Brazilian lawmakers visited a high-security prison to question a jailed gang leader, seeking answers to whether leaks from a secret congressional session on prison transfers sparked violence that killed nearly 200 people last month in Sao Paulo.
Reporters were not allowed to be present on Thursday while a congressional panel questioned Marcos Willians Herbas Camacho, known as Marcola, who is suspected of having ordered the attacks.
Photographers saw Camacho -- leader of the notorious First Capital Command organized-crime group, better known by its Portuguese initials PCC -- led into the room in handcuffs by two prison guards immediately before the closed-door session began.
The PCC on May 12 unleashed a weeklong killing spree in and around Brazil's largest city that included uprisings in more than 70 prisons and attacks against police stations with grenades and automatic weapons. The attacks were triggered after authorities sought to transfer PCC leaders to remote lockdowns.
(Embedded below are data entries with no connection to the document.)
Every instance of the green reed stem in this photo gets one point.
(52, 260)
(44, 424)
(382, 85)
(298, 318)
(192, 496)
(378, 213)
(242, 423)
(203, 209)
The lawmakers said they hoped to find out if Camacho was tipped off to the planned police crackdown against his group. Maria Cristina Rachado and Sergio Wesley da Cunha, two of the gang's lawyers, allegedly bought a tape of police telling lawmakers of their plans two days before the attacks began.
Rachado and da Cunha, who deny any wrongdoing, have been ordered to turn in their passports pending an investigation.
The legislators were also investigating whether the PCC leader, currently held in the Presidente Bernardes state penitentiary, 540km west of Sao Paulo, had negotiated an end to the violence with Sao Paulo city and state authorities.
After five hours of questioning, the lawmakers left the prison without revealing any details of the interview.
Led by congressman Moroni Torgan, the nine-member congressional panel also is examining PCC's alleged involvement in arms trafficking.
Camacho "is the leader of a gang that has had ample access to contraband weapons," Raul Jungmann, a member of the investigative commission, told the O Estado de Sao Paulo newspaper. "We want to know the route used to traffic these weapons and the PCC's connection to national and international arms trafficking gangs."
Outside the penitentiary, some 30 prison guards dressed as clowns protested what they said were "insecure and precarious working conditions."
"The clown outfits were to underscore the fact that we are treated like clowns and not like professional prison guards," Joao Ferreira da Silva, of the Sao Paulo State Prison Guards Union, said by telephone.